Every man and his dog has written tools to monitor Apache by scraping the
`mod_status` _"/server-status/"_ URL to tell you how many workers are in use or
idle. However all of these tools suffer the same problem; because you're using
one of the available TCP connections, when Apache happens to run out of them,
(because your application is bricked waiting for database connections, etc.)
your monitoring breaks/times out, etc. rather than correctly report that all of
your workers are busy.

An alternative idea is to monitor Apache "out-of-band" using the scoreboard
directly.

All you need is something like the following in your httpd.conf:

ScoreboardFile /var/run/httpd/httpd.scoreboard

You need `mod_status` enabled for this to work and also `ExtendedStatus` set to
`on` (the default since 2.3.6) but you don't need to expose any of this with a
`` block and `SetHandler` directive.

There is a Nagios-style check you can run like so:

# ./check_apache -w 100 -c 200 /var/run/httpd/httpd.scoreboard
WARNING: 150 workers in use

`-w` and `-c` refer to the warning and critical thresholds for the number of
workers _in use_.

There is also a Collectd plugin which reports the same statistics as the
official plugin and can be run in one of two ways.
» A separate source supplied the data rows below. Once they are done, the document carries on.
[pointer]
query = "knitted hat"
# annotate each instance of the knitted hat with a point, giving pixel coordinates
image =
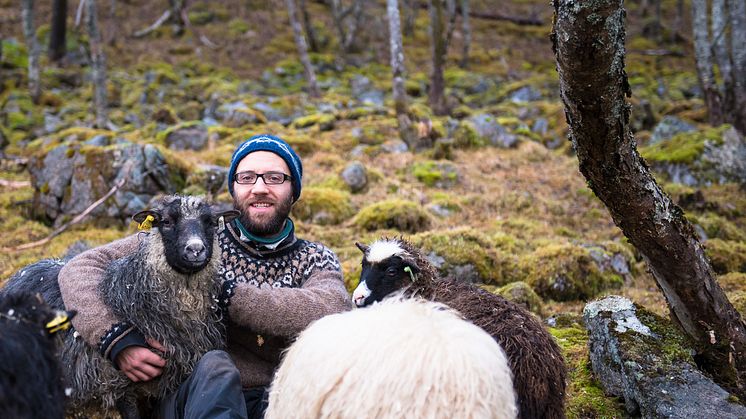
(272, 144)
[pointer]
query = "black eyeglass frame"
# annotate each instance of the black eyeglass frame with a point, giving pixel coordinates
(285, 177)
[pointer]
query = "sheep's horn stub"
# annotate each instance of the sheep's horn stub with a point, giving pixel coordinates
(363, 248)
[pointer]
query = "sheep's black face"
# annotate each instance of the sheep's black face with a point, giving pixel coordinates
(379, 279)
(187, 226)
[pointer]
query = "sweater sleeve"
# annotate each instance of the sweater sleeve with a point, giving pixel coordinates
(79, 280)
(287, 311)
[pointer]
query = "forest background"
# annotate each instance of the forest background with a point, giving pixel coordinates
(469, 158)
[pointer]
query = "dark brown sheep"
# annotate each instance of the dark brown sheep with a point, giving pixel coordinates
(538, 368)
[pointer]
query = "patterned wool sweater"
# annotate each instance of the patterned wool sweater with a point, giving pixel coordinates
(269, 296)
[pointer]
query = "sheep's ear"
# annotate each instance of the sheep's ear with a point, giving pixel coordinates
(363, 248)
(141, 216)
(228, 215)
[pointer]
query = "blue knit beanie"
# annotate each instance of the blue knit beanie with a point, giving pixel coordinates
(275, 145)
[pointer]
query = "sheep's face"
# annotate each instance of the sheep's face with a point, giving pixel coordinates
(187, 227)
(387, 267)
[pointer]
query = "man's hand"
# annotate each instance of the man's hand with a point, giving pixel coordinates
(141, 364)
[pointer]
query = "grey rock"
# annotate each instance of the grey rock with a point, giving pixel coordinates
(668, 127)
(652, 385)
(525, 94)
(191, 137)
(355, 176)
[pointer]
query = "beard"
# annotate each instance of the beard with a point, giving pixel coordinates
(264, 226)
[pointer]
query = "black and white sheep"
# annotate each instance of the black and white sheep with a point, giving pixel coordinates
(403, 358)
(539, 371)
(167, 290)
(31, 383)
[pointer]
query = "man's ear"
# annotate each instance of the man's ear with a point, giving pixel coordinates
(142, 215)
(228, 215)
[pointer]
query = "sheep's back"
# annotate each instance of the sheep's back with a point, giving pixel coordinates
(539, 372)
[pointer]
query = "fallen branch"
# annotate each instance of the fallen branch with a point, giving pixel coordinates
(67, 225)
(14, 184)
(158, 23)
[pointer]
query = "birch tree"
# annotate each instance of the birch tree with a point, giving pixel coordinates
(588, 43)
(29, 32)
(98, 64)
(300, 43)
(58, 32)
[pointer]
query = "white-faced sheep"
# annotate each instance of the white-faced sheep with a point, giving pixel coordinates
(399, 359)
(31, 383)
(538, 367)
(167, 290)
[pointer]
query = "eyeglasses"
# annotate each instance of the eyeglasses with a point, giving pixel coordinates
(269, 178)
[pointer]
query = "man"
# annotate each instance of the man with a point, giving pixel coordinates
(274, 285)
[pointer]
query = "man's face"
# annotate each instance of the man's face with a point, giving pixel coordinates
(263, 207)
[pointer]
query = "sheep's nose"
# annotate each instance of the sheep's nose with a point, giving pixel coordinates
(195, 250)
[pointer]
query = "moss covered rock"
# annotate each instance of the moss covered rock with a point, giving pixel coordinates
(323, 206)
(566, 271)
(397, 214)
(726, 255)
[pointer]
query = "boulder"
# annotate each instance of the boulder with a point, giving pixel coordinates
(69, 178)
(642, 358)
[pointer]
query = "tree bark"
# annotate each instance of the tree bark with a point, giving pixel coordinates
(300, 43)
(98, 65)
(313, 44)
(436, 95)
(58, 31)
(737, 12)
(703, 59)
(466, 27)
(407, 131)
(29, 32)
(588, 42)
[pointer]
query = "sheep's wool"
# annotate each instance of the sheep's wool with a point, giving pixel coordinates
(383, 249)
(397, 359)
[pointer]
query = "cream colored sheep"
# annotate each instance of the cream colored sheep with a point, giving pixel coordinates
(397, 359)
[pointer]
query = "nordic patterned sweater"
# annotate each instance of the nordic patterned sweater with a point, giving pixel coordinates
(269, 295)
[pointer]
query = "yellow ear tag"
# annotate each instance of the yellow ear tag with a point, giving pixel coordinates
(60, 322)
(409, 270)
(147, 223)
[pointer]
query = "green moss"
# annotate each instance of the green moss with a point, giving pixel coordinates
(405, 216)
(465, 246)
(726, 255)
(585, 396)
(566, 272)
(683, 148)
(323, 206)
(324, 121)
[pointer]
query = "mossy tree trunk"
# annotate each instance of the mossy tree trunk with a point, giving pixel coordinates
(703, 56)
(29, 32)
(737, 15)
(407, 130)
(58, 32)
(588, 42)
(438, 48)
(300, 43)
(98, 65)
(466, 28)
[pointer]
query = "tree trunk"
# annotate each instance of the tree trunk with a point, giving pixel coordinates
(34, 83)
(407, 131)
(300, 43)
(737, 9)
(438, 47)
(588, 42)
(58, 31)
(313, 44)
(466, 27)
(98, 65)
(703, 59)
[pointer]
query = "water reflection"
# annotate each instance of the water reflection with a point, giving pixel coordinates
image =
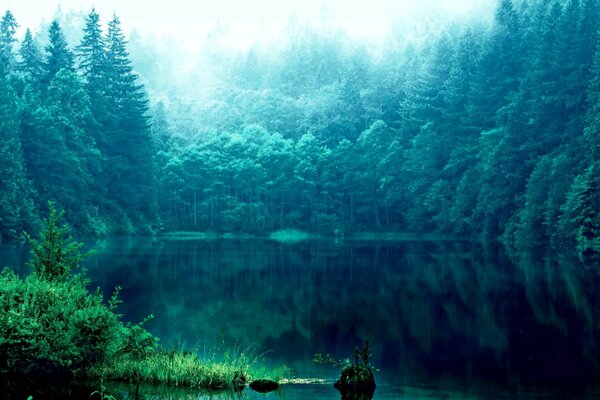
(430, 310)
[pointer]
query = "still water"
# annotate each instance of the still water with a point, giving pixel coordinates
(444, 319)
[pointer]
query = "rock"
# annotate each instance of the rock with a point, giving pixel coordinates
(264, 385)
(356, 379)
(239, 381)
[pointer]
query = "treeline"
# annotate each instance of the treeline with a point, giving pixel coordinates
(485, 131)
(74, 129)
(490, 131)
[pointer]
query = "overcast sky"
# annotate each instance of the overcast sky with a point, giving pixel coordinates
(188, 19)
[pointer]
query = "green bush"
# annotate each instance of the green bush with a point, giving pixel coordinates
(49, 326)
(49, 321)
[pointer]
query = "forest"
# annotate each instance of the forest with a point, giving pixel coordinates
(483, 130)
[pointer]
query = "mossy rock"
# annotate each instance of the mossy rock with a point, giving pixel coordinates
(356, 379)
(264, 385)
(239, 381)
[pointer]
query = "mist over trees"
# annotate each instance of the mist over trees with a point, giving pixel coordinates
(486, 131)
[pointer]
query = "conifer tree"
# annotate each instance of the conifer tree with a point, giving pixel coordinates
(31, 63)
(16, 207)
(92, 63)
(8, 28)
(128, 142)
(58, 55)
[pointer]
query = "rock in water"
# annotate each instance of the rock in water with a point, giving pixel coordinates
(239, 381)
(264, 385)
(356, 379)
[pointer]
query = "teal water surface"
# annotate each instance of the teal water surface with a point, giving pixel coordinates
(444, 319)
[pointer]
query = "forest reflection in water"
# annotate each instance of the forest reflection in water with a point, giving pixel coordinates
(431, 310)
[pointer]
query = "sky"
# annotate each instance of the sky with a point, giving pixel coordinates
(189, 21)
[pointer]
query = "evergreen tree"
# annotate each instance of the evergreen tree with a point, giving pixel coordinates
(58, 55)
(31, 63)
(16, 207)
(8, 28)
(92, 63)
(128, 143)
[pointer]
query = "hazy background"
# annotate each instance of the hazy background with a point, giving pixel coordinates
(245, 21)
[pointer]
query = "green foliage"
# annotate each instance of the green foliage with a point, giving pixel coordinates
(465, 133)
(53, 327)
(56, 255)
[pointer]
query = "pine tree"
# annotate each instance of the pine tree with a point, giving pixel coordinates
(8, 28)
(92, 59)
(31, 63)
(58, 55)
(128, 143)
(16, 207)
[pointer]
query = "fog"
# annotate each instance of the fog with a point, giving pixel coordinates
(189, 23)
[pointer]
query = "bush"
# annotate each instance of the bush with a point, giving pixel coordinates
(53, 327)
(49, 322)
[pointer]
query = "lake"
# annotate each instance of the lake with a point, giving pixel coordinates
(444, 319)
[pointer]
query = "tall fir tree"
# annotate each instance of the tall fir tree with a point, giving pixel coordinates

You can run it within
Collectd using the `exec` plugin by just passing the scoreboard:

```
LoadPlugin exec

Exec "username" "/usr/sbin/collectd_apache" "/var/run/httpd/httpd.scoreboard"

```

Or you can run it outside of Collectd using the `unixsock` plugin by also
passing the socket:

# /usr/sbin/collectd_apache /var/run/httpd/httpd.scoreboard /var/run/collectd-socket

The first form can work out the polling interval and hostname as these are
passed in by Collectd as environment variables however Collectd won't run
things as UID 0 which you might need to be able to read the scoreboard so you
can end up boxing around with `sudo -E`.

The second form cannot infer the polling interval so if the defaults of a 60
second polling interval and the FQDN of the host aren't desired then there are
`-i` and `-h` options to adjust these as necessary.